He says that air travel would create 5 per cent of global emissions by 2050, but there is a serious debate about the accuracy of this figure, with many experts putting the figure as high as 15 per cent.
If the noise and emissions problems could be solved, then the current concern about aviation would subside. But it is acknowledged by aviation experts that the projected growth in aviation will more than outweigh any improvements in noise and pollution which technology may bring. That is the reason why we believe there is no alternative but to lobby to curb the growth in aviation.
JOHN STEWART
Chairman, HACAN ClearSkies
(representing residents under the Heathrow flight paths)
London SW9
Sir, Budget air travel, the fastest growing sector in aviation, is contributing disproportionately to carbon emissions. A small additional tax might not deter a club-class business traveller but it is likely to put a different complexion on a penny flight to Prague. At Stansted Airport, where over 90 per cent of traffic comprises low-cost flights, a tax on flying would have a considerable dampening effect.

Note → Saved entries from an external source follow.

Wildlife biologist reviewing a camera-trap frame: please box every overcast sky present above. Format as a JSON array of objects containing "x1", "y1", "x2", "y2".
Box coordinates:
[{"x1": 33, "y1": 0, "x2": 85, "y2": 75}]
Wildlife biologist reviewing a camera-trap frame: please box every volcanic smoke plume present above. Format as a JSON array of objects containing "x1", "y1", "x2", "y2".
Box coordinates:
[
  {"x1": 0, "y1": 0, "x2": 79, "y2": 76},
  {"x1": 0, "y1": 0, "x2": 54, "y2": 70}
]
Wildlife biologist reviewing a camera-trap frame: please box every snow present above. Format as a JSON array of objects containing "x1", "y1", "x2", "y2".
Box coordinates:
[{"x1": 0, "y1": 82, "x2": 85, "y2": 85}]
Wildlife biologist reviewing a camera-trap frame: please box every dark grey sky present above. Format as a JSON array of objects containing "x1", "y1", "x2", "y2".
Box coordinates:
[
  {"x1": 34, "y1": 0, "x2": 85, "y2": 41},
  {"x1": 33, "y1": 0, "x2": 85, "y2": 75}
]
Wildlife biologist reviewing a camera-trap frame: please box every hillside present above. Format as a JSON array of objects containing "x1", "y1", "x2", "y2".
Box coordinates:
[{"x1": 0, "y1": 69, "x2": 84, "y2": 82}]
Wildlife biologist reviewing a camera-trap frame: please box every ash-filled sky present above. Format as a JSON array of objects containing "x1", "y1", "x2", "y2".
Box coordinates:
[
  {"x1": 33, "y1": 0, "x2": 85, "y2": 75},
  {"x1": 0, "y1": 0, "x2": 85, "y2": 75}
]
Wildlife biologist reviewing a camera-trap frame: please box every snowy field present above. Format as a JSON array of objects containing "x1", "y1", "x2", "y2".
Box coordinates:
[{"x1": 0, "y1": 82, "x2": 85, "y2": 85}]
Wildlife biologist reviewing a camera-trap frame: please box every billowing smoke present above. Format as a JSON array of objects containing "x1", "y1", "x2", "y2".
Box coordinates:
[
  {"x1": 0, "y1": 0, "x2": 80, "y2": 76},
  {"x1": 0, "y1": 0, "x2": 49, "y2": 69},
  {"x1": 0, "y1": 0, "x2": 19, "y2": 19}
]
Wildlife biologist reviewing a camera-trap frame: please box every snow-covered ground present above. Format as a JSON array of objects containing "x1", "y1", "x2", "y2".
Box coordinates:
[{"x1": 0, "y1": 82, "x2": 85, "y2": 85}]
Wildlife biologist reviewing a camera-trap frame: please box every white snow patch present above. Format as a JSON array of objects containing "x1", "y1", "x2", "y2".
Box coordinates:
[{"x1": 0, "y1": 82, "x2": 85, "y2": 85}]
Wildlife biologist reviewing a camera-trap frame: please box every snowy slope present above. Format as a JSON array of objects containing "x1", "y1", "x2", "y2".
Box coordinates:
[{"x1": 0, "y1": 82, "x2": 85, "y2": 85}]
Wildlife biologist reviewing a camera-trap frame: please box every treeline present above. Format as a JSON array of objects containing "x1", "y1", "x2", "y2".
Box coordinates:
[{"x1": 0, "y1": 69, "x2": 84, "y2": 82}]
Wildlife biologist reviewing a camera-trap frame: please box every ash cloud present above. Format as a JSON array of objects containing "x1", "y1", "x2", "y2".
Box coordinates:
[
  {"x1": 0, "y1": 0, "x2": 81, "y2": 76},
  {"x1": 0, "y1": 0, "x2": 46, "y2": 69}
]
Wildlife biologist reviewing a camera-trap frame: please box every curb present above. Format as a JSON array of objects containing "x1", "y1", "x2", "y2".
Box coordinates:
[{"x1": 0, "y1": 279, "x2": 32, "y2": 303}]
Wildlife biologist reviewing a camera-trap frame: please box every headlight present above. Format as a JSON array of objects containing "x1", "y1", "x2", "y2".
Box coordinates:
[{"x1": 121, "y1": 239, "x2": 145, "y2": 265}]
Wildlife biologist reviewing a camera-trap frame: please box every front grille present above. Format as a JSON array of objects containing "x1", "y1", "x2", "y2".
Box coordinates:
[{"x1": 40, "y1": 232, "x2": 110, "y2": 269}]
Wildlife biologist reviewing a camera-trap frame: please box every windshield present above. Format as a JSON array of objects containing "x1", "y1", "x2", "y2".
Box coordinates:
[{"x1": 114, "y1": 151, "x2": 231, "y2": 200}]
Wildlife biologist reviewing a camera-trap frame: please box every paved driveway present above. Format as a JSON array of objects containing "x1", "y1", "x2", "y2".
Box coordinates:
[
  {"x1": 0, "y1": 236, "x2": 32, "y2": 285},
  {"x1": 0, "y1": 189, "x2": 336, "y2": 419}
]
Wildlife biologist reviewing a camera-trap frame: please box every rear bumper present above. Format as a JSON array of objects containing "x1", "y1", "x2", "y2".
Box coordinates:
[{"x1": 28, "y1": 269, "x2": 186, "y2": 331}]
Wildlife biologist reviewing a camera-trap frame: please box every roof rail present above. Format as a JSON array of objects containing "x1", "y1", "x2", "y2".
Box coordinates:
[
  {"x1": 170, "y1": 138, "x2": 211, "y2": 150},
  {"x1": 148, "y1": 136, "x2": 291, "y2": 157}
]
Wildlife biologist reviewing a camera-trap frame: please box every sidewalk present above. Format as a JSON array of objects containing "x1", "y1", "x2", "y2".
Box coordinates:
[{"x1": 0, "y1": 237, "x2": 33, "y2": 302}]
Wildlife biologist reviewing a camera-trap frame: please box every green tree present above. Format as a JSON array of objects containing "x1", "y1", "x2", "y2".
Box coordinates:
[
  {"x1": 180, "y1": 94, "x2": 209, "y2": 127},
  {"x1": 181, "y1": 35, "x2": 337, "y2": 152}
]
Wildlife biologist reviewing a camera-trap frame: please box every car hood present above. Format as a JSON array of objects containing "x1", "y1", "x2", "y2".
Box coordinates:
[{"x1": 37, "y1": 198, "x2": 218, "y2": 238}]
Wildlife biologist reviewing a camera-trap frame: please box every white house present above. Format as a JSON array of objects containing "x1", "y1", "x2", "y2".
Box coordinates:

Questioning the need to fly as often as we do is not about class war but a responsible step that we can all take. Emissions trading, as an alternative solution, is merely a pass-the- parcel game that the aviation industry can afford to play because it receives enormous subsidies by escaping tax and VAT on fuel.
MICHAEL FAIRCHILD
Little Hadham, Herts
Sir, The big increase in air travel and, thereby, carbon emissions is caused not by passengers flying club class across the Atlantic but by countless millions of others taking low-cost flights on budget airlines to destinations they would not otherwise have visited.
As for Mr Kaletsky’s argument that aircraft emissions make up only a tiny proportion of the total — yes, this is true, but because those emissions occur at 30,000ft and above, their impact on the environment is proportionately that much greater.
Bringing aviation into a carbon trading system is the only sane way to tackle the problem. The trick, as ever, will be persuading everyone else to join in.
MICHAEL HARRISON
Hove, E Sussex
Sir, Anatole Kaletsky states that “an additional £9 per ticket fuel tax would achieve absolutely no carbon reduction, since it would not be remotely sufficient to deter people from flying”. This inelasticity of the price of airline travel makes it a superb mechanism by which to raise money for projects to reduce atmospheric CO2 levels, much like the voluntary practice British Airways suggests on its website. Airlines would, as Mr Kaletsky points out, carry on developing more fuel-efficient technology regardless, and the tax revenues raised could go to planting trees, energy-efficiency programmes in rural India and the like.
SAM LYON
Department of Political Science
University of British Columbia
Vancouver
Sir, As a frequent traveller between London and Glasgow, I now forsake the plane for the train. I do this for the green reason, not as “a way of expressing contempt for the rich and privileged”, of whom I am one.